Less than two weeks ago, the 10-year U.S. Treasury bond yield hit a record low of 1.31 percent. I wrote Sunday about why I was alarmed that the yield had fallen well below that, dropping below 0.7 percent and portending significant and protracted weakness in the U.S. economy. Well, it’s gotten worse: In trading early Monday morning, the 10-year yield fell below 0.4 percent.
Bond yields aren’t alone: All sorts of financial-market indicators are moving swiftly and soundly in a bad direction. Asia-Pacific markets fell sharply on Monday — the Japanese Nikkei exchange fell more than 5 percent, and Australian stocks were down more than 7 percent — and the Dow Jones Industrial Average opened down more than 1,800 points once Monday morning reached New York. Europe is a mess, too, with most major indexes around 6 percent, and more in Italy, which is hit hardest by the outbreak. The story across all these markets is the same: The novel coronavirus is a big deal, and it’s going to be very bad for the global economy.

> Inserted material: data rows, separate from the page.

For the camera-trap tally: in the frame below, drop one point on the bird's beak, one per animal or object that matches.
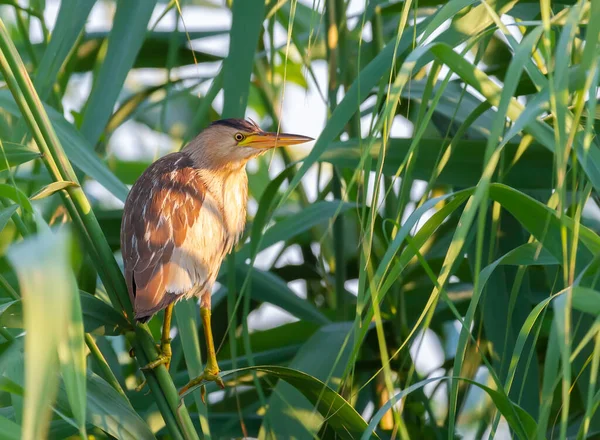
(272, 140)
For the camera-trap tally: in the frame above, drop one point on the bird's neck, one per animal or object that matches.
(211, 160)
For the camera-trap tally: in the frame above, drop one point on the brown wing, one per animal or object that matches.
(161, 207)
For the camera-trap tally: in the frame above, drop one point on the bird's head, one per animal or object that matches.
(233, 142)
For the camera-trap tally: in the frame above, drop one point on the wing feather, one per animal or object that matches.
(160, 210)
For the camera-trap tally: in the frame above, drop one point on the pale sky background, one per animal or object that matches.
(303, 112)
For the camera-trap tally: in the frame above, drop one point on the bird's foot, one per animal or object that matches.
(164, 358)
(209, 375)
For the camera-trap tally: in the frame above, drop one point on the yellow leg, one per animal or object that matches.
(211, 371)
(165, 354)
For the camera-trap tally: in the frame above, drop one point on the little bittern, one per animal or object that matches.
(182, 216)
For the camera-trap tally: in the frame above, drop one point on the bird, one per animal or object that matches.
(182, 216)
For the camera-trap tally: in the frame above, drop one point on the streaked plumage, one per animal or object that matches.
(182, 216)
(179, 222)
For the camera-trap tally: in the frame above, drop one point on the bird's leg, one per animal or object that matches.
(211, 371)
(164, 349)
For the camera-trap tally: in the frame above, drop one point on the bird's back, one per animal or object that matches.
(176, 229)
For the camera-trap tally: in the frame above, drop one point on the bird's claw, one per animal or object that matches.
(162, 359)
(207, 376)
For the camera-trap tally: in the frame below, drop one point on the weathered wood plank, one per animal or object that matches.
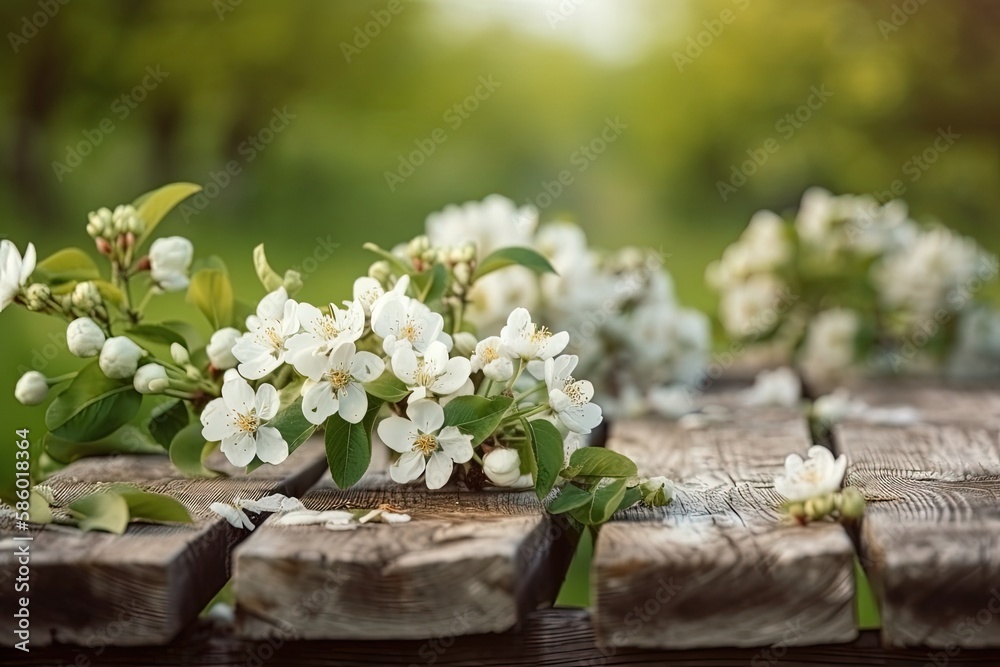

A new wrinkle on Sunday was a stunning 26 percent drop in oil prices. Oil had already been under pressure as the coronavirus crisis suppressed demand, but this particular price drop was driven by a Saudi announcement that the country will slash the price of the oil it sells and ramp up production. Last week, the “OPEC+” group of oil-producing countries, which includes traditional OPEC members, like Saudi Arabia and Iran, plus Russia, had tried and failed to reach an agreement on a plan to cut oil production in response to the oil-demand slump. Russia resisted the production cut, and now the Saudis — who can produce oil more cheaply than any other country in the world — are trying to squeeze the Russians into agreeing to production cuts by driving down the price. Whether this will ultimately work to prop up oil prices is unclear, and in the meantime the result has been oil prices falling below $30 a barrel.
Several news organizations have been running a quote from Vital Knowledge founder Adam Crisafulli, who said Sunday that the oil-price crash “has become a bigger problem for markets than the coronavirus,” but this claim does not make a lot of sense to me. First of all, the oil-price crash is the coronavirus: It is a knock-on effect from the sharp drop in consumer demand for oil due to virus-related disruptions. Second, from a U.S. perspective, the effect of cratering oil prices is decidedly mixed: It’s bad for firms in the oil industry and for regions where oil extraction is a major industry (Exxon was down 14 percent just after the open Monday), but it’s good for businesses and consumers that rely on petroleum products, which will get cheaper.
“Oil-price declines have mixed effects, and more or less wash out in aggregate,” said Ernie Tedeschi, a macroeconomist at the investment-research firm Evercore ISI, in reference to the U.S. economy. “The oil-price volatility may be a net negative for financial markets right now as it’s feeding into risk-off/uncertainty. But even there, it’s catalyzing the virus effect that’s already present.”
Investors are pricing in more reaction from the Federal Reserve: Bond futures indicate that investors expect the central bank will cut short-term interest rates by at least 0.75 percentage points at a regularly scheduled meeting later this month, after the Fed already did an unscheduled cut of 0.5 percent last week. But, as I have written, interest rates can only do so much to foster economic activity in a crisis where disease risk is suppressing both supply and demand. The Fed’s last cut did not impress the stock market that much. The primary driver of coronavirus-related economic concerns remains the trajectory of the epidemic itself, and measures to mitigate the spread of the virus remain policy-makers’ best hope to contain the economic damage.